This is a summary of Google Cloud Platform (GCP) products relevant for Machine Learning Engineer role.
Google philosphy seems to be that moving to their platform requires minimal changes to the existing solution. Most GCP products offer easy-to-start option, pre-built templates and customization by containers.
These are my notes for preparing to GCP certification exam.
SaaS, PaaS and IaaS in cloud
Here is a summary of SaaS, PaaS, IaaS and on-premise operating models.
As a service model | Example users | Example service | Vendor responsibility |
---|---|---|---|
SaaS | Business users | Gmail | Applications, data |
PaaS | Data Scientists | Vertex AI | Operating system, runtime |
IaaS | Cloud team | Virtual machine | Storage, netowrking, servers |
On-premise | Infra team | Physical servers | Everything |
Google Cloud database services
Here are options for Google Cloud databases.
Database | SQL | Workload | |
---|---|---|---|
Firestore | NoSQL | Transactional | |
Cloud BigTable | NoSQL | Analytical | |
CloudSQL | SQL | Traditional | |
Cloud Spanner | SQL | Transactional | |
BigQuery | SQL | Analytical |
Find here more comprehensive introduction to BigQuery for ML Engineers.

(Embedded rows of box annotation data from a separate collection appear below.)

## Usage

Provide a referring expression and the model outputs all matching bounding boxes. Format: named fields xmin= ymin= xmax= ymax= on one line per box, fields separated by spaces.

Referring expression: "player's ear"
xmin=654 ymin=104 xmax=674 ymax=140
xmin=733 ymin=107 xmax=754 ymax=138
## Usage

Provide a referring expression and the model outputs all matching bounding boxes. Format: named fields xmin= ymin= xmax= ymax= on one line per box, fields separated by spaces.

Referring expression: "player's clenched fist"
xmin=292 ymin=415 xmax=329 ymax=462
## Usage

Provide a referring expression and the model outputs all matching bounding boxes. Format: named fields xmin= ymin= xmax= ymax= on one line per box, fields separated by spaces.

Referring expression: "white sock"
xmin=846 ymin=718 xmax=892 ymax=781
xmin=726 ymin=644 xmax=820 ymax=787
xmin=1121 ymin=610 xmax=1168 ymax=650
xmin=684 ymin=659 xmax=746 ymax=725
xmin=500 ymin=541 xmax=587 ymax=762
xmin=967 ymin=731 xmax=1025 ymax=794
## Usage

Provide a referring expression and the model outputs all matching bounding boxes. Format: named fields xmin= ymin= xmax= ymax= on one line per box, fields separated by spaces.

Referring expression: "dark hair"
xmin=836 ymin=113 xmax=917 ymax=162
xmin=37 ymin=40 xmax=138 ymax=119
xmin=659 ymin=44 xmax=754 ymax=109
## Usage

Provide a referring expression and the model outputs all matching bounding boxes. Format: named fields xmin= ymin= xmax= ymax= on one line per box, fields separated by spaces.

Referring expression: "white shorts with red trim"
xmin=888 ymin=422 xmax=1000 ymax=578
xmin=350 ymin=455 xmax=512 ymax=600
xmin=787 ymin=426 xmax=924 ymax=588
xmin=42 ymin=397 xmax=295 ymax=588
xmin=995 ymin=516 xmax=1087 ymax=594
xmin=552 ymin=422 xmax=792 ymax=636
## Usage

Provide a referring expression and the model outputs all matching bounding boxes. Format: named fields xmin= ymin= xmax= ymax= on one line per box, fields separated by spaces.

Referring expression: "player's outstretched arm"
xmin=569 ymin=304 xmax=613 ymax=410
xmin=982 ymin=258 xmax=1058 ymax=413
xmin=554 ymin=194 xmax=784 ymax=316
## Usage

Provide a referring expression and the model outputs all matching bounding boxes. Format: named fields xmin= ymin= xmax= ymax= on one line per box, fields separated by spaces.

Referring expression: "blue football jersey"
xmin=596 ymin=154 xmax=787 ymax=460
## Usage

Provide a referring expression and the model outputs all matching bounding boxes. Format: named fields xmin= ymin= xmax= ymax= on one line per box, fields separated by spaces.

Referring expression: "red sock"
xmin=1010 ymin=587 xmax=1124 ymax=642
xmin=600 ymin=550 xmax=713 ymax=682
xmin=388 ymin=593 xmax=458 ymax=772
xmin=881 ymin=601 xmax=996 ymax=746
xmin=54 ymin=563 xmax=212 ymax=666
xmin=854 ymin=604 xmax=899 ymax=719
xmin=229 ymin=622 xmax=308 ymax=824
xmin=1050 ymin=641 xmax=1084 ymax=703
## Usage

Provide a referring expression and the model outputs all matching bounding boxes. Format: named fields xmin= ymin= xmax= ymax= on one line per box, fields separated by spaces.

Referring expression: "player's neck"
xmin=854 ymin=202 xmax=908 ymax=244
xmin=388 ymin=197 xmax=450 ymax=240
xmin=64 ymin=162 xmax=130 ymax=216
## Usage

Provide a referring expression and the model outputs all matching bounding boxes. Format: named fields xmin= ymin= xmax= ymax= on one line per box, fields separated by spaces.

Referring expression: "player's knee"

Google Cloud ingestion and processing services
Service | Description | Coding required | Provisioning |
---|---|---|---|
Dataproc | Managed Spark or Hadoop for existing pipelines. | Spark | Configure cluster |
Cloud Data Fusion | Drag and drop interface for data integration and ETL pipelines. Batch or stream. | No | Instances |
Dataprep | Visual tool for ad-hoc data preparation for ML. Read from Cloud Storage or BigQuery. | Basic | SaaS |
Pub/Sub | Message queue. No analytical capabilities. | Possibly | Serverless |
Dataflow | Managed Apache Beam. Transform data as a stream or batch. Can execute custom scripts. | Yes | Serverless |
Dataflow
Read more about Dataflow.
Dataflow is modern and scalable, but requires coding skills. It is the most important advanced data processing service for ML pipelines, especially for non-tabular data.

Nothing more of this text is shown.